4. Objectives and Impact
Shariah Compliant ETFs:
The main objective is religious and ethical alignment. While most Shariah ETFs heavily intersect with ESG principles (e.g., avoiding debt heavy or unethical firms), the goal is spiritual compliance and halal income generation, not necessarily environmental or social activism, an objective which is more or less achieved as well.
Green ETFs:
The objective is environmental impact. These funds aim to contribute directly or indirectly to combating climate change, promoting clean technology, and encouraging corporate sustainability. Profit is still a goal, but secondary to the environmental mission.
5. Performance and Risk Considerations
Shariah-Compliant ETFs:
Performance may differ from conventional ETFs due to sector exclusions and limited diversification. For example, excluding interest-based financial institutions can impact exposure to high-dividend stocks. However, Shariah compliant ETFs have performed competitively in tech-heavy sectors.
Green ETFs:
Performance is influenced by the broader ESG and green economy trends. While they can be volatile – especially in sectors like clean tech – they benefit from increasing policy support, regulatory incentives, and growing consumer demand for sustainability.
Conclusion
While both Shariah compliant ETFs and Green ETFs fall under the umbrella of ethical or responsible investing, they serve distinct purposes and attract different investor profiles.

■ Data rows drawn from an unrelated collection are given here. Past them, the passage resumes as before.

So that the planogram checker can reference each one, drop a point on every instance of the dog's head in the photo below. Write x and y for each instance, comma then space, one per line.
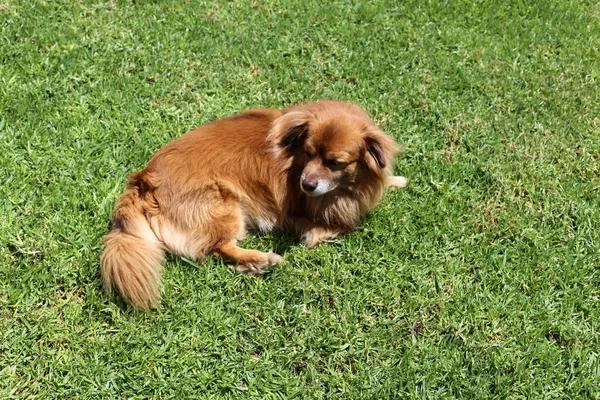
335, 145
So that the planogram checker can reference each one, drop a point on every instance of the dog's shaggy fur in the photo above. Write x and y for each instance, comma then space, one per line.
315, 169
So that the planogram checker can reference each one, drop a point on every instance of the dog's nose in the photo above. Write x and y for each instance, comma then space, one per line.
309, 185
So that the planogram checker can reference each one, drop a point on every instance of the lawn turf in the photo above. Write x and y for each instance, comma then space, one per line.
480, 280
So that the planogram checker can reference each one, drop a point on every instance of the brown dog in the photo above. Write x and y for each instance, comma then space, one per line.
316, 169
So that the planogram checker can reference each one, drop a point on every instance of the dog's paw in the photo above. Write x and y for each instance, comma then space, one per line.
259, 266
396, 182
314, 236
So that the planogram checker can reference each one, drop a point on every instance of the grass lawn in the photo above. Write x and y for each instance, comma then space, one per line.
481, 280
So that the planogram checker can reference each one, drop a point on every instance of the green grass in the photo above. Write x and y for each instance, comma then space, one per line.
481, 280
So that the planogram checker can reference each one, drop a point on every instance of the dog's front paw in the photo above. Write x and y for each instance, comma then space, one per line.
259, 266
314, 236
396, 182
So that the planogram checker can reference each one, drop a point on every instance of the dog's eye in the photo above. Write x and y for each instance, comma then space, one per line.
332, 163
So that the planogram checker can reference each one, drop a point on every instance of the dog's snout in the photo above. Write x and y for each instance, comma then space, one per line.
309, 185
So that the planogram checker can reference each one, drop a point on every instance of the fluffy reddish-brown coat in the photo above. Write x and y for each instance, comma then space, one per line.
316, 169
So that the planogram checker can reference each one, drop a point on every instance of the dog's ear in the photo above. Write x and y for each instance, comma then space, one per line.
289, 129
381, 149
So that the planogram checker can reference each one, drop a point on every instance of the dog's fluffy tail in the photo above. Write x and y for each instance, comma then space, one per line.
132, 258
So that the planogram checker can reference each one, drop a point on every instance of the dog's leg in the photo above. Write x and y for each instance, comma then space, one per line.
249, 261
396, 182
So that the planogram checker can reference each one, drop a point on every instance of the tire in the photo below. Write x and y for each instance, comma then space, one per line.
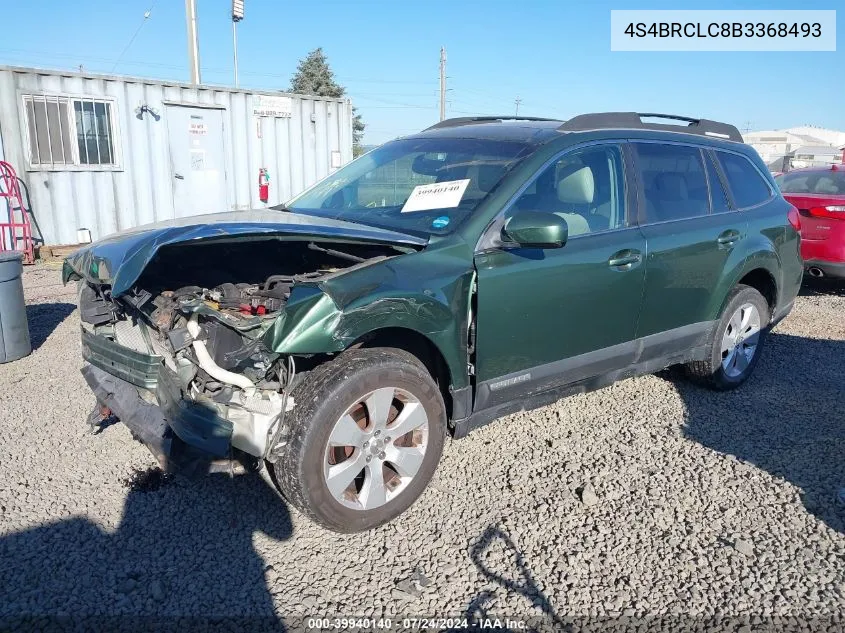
718, 371
332, 404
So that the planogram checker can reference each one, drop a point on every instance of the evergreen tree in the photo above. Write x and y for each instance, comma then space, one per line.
314, 77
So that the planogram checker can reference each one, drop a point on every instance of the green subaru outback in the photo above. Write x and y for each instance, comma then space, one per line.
481, 267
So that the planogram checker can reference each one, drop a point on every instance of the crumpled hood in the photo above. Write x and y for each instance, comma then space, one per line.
119, 259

- Shariah-compliant ETFs are ideal for investors seeking halal income aligned with Islamic values, focusing on both moral and financial purity.
- Green ETFs cater to environmentally conscious investors looking to align their portfolios with sustainability goals and climate action.
For some investors, these two paths may overlap. In fact, a growing number of Shariah ESG hybrid funds are emerging, offering the best of both worlds – faith-based financial discipline combined with environmental stewardship.
As values based investing continues to expand, understanding the nuances between these ETF types is key to building a portfolio that truly reflects your personal beliefs and long-term goals.